Hakkımda
Merhaba,
İstanbul’un en eski ilçelerinden biri olan Üsküdar’da doğdum. İlkokulu Ayazma İlkokulu’nda, ortaokul ve liseyi Üsküdar Kız Lisesi’nde okudum. Üniversite yıllarım ise Sultanahmet’te geçti… Şimdiki adıyla Marmara Üniversitesi iktisadi ve Ticari Bilimler Fakültesi.
Okurken evlendim, çalıştım, o zamanlar devam zorunluluğu olmayan okulumu da bitirdim. Karpuzları sığdırdık kollarımıza…
Okumayı öğrendiğim gün, öğretmenimin söylediği “ Bundan sonra senin en yakın arkadaşların, kitapların olacak.” cümlesini, ilke edindim. Çok okudum ve okumaktayım.
Öğrenmeyi de okumanın yanısıra çok seviyor ve “öğrenmenin yaşı yok” ilkesini sürdürüyorum.

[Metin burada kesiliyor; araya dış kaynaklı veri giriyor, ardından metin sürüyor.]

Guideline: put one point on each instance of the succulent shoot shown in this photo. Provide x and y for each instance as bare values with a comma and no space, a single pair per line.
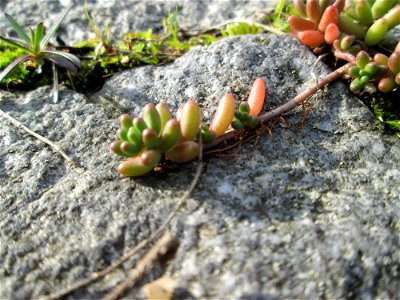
224,115
146,139
351,27
256,97
190,120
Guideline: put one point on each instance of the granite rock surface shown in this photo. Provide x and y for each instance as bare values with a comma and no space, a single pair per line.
311,211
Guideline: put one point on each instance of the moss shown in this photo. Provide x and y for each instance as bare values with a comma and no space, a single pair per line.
8,54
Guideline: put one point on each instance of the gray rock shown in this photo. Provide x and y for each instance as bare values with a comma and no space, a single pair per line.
311,211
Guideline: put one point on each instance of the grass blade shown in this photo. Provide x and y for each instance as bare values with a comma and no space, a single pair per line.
18,29
13,65
65,55
62,62
54,28
55,83
38,36
16,43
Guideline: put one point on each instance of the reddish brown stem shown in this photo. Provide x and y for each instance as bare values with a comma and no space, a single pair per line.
296,101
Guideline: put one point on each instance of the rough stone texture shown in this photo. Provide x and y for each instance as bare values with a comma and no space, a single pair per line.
310,212
129,15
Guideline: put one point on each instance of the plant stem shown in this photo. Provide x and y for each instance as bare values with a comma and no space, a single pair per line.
344,55
296,101
56,147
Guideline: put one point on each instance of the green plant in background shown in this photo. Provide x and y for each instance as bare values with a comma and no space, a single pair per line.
35,45
279,16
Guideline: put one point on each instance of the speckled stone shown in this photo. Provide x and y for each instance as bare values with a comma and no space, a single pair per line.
312,211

Kâğıt, kalem ayrılamadığım bir bütünümdür. Şimdilerde telefon notu alabiliyor olsak da, kâğıt kalemsiz bir çanta düşünemiyorum, kendi adıma… Bunun şöyle kapsam genişletilmişi de “tabletten okuyabiliyor olunsa da, kitabın miss kokusu eşliğinde okumanın hazzına doyum olmaz”dır benim için.
Yaz tatilinde okulların açılmasını bekleyen, belirlendiği an kitaplarını alıp kaplayarak, onun mis kokusunu çeken küçük Fatoş hep gözlerimin önünde. Onu hep sevdim ve seveceğim… Canım kendim. 🙂
“İnsan yedisinde neyse yetmişinde de odur” bir gerçeği yansıtıyor benim için… Bu benim!
Elli yaşından sonra hayranı olduğu Hüsn-ü Hat yazabilmek ancak yazarken ne yazdığını bilmek adına, Kurân-ı Kerim okuyabiliyor ama anlamını bilemiyor olan ben, ellisinden sonra Arapça ve Osmanlıca öğrendim. Sonrasında Hüsn-ü Hat’a ek olarak Türk İslâm Sanatları olan Tezhib, Minyatür de öğrendiklerime eklendi.
1999 Gölcük Depremi’ni İstanbul Selimpaşa’da neredeyse en ince ayrıntısına dek yaşamış biri olarak, yaşadıklarımın nedenini de bilmek istedim. Jeofizik Yüksek Mühendisi bir hocam oldu ve ondan internet yoluyla her soruma yanıt alabildim, Dünya Depremlerini dahi öğrenebildim. Cern’deki Big Bang çalışmalarını, hocamız sayesinde yakînen izleyebildim… Daha onlarca bilgiyi de.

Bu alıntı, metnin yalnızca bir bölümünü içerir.